SUMMARY AND COMMENTARY
[Summary. (Note that it begins with a review of Skinner's basic position. It would continue with a review of Sartre's basic position, perhaps partly by contrast with Skinner's.)]
       B. F. Skinner and Jean Paul Sartre take stridently opposite positions on individual responsibility. Skinner argues that the decisions we make, and the values upon which we base those decisions, are products of our long-term interaction with our environment. This interaction includes physical experiences of pleasure and pain. Ice cream tastes good. Whoever has a taste of ice cream will tend to seek to taste it again. This interaction also includes the effect of other people on us. Parents give ice cream for what the parents call good behavior. If the parents respond to their children's good behavior by immediately offering the children ice cream, even if the parents do not say they are doing it as a reward, the children will nonetheless experience this behavior as reward-producing (or, perhaps more exactly, as reward-producing when done in the presence of parents) and have a greater tendency to engage in that behavior again when their parents are around. A life time of rewarding experiences gradually produces a complex layer of learned behavioral tendencies; similarly, painful experiences will produce their own layers of behavioral tendencies, intermingled with the results of the rewarding experiences. In general, the best way to understand the behavior of any adult is as the product of a life-time of conditioning, not as the result of free and responsible individual decisions. So says Skinner.

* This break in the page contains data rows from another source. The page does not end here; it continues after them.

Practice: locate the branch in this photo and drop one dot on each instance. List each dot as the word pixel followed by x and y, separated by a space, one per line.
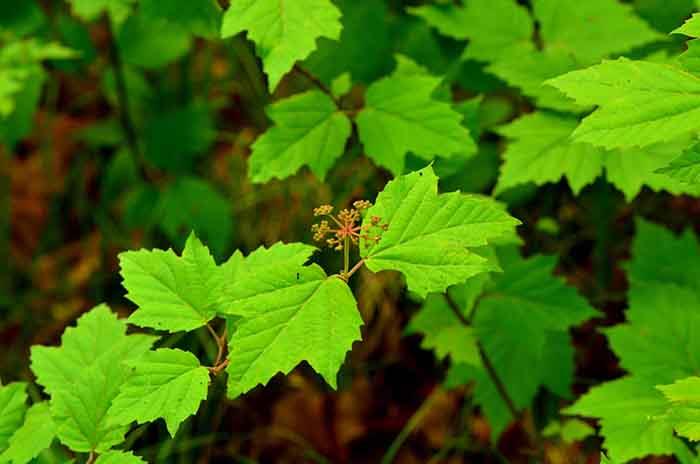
pixel 488 366
pixel 125 118
pixel 317 82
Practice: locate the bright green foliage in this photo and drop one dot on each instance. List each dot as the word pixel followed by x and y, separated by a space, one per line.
pixel 152 43
pixel 522 320
pixel 439 326
pixel 90 10
pixel 640 103
pixel 401 116
pixel 541 150
pixel 283 32
pixel 491 26
pixel 200 17
pixel 118 457
pixel 167 383
pixel 592 29
pixel 172 293
pixel 84 375
pixel 244 276
pixel 664 306
pixel 684 396
pixel 296 313
pixel 630 413
pixel 364 28
pixel 309 130
pixel 429 235
pixel 35 435
pixel 13 406
pixel 685 168
pixel 691 27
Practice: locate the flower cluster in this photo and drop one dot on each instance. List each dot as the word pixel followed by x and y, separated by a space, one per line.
pixel 345 226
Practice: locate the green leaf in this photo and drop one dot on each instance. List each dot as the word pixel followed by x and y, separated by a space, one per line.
pixel 685 168
pixel 90 10
pixel 84 375
pixel 401 116
pixel 35 435
pixel 530 69
pixel 691 27
pixel 309 130
pixel 659 313
pixel 248 277
pixel 522 321
pixel 541 151
pixel 13 406
pixel 118 457
pixel 295 313
pixel 200 17
pixel 684 396
pixel 640 103
pixel 429 235
pixel 283 32
pixel 172 293
pixel 664 305
pixel 492 27
pixel 593 29
pixel 167 383
pixel 152 43
pixel 662 258
pixel 530 346
pixel 631 418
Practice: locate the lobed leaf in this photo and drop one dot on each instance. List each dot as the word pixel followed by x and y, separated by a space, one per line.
pixel 309 130
pixel 290 313
pixel 283 32
pixel 431 237
pixel 34 436
pixel 167 383
pixel 172 293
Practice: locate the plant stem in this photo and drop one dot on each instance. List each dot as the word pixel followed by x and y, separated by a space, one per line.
pixel 411 425
pixel 354 269
pixel 346 255
pixel 488 366
pixel 530 427
pixel 317 82
pixel 219 363
pixel 125 118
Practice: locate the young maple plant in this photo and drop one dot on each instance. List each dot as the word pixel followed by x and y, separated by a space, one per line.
pixel 275 310
pixel 528 99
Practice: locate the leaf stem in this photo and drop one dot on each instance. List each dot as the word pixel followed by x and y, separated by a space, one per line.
pixel 355 268
pixel 317 82
pixel 410 426
pixel 488 366
pixel 346 255
pixel 125 118
pixel 219 363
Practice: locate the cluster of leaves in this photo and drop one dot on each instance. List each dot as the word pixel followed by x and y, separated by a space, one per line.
pixel 279 311
pixel 502 320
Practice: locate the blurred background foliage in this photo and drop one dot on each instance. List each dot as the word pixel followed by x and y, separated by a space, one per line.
pixel 128 123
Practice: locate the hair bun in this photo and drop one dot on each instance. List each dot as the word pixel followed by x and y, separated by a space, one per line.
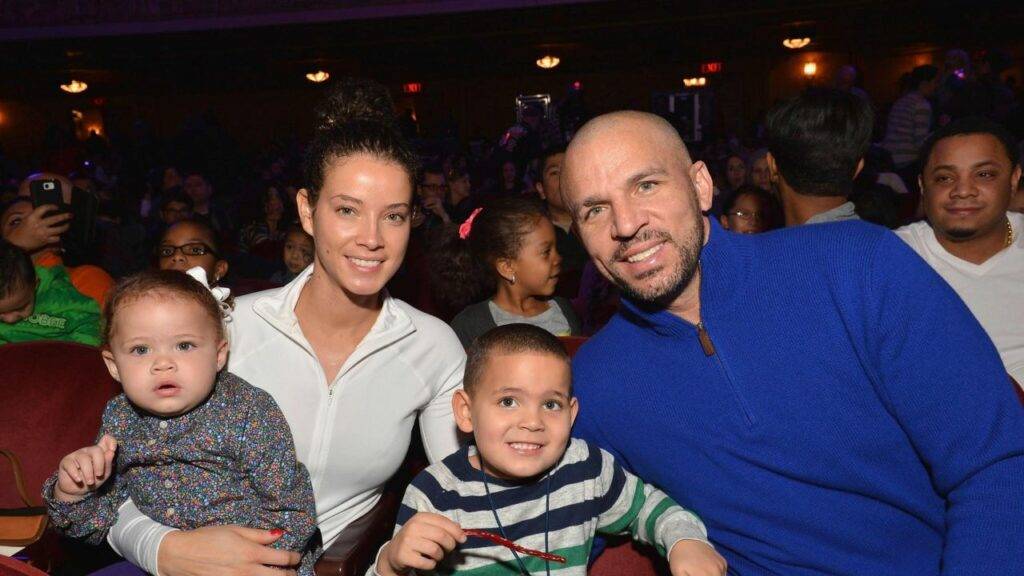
pixel 356 99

      Sartre, on the other hand, places full responsibility for every person's life and behavior in the free choices of each individual. . . . . [The summary continues with Sartre's position.]

[Commentary]
     Neither of the two positions seems adequate. An obvious reason is that each is extreme. A combination of the two, a middle ground, might be better. But a middle ground would still not be enough, because the basic flaws in each position is more than just a matter of excess in one direction. First of all, Skinner overlook implications of his own goals. While he argues that we are puppets of our environment, that inner intentions do not count, he nonetheless has a set of intentions of his own that he believes does count. There is a difference between unintended conditioning and intended conditioning. Parents may condition their children to like broccoli by always mixing it with good tasting sesame seeds and oil, not because they intend to train their children but because that is the only way the parents like their broccoli. Skinner wrote his book, however, because he wants people to decide just which behaviors they are intentionally going to try to promote by connecting those behaviors with rewards. He is a parent who deliberately decides to connect broccoli eating with whatever good tastes it may take to produce a love of broccoli. He argues that we need to condition each other to behave in ways that promote ecological wisdom and avoid nuclear war. But he is not at all clear on how he came to be conditioned to prefer those values. He may claim that his environment conditioned him to prefer clean air and no nukes. But obviously not everyone's environment has had the same effect. Skinner seems to believe that he and others can intervene in the unintentional process of conditioning that all people undergo and add some intentional conditioning. So inner intentions, and the thoughts and plans and feelings that are involved in those intentions, are a significant part of Skinner's program. That means that . . . .
[The commentary on Skinner would then be followed by a commentary on Sartre. I do not know whether I could sustain the claim I began with in the commentary, that finding a middle ground will still not be enough. These sample paragraphs are to illustrate that you should include a detailed review of the relevant positions, not just offer your own thoughts about the topics.]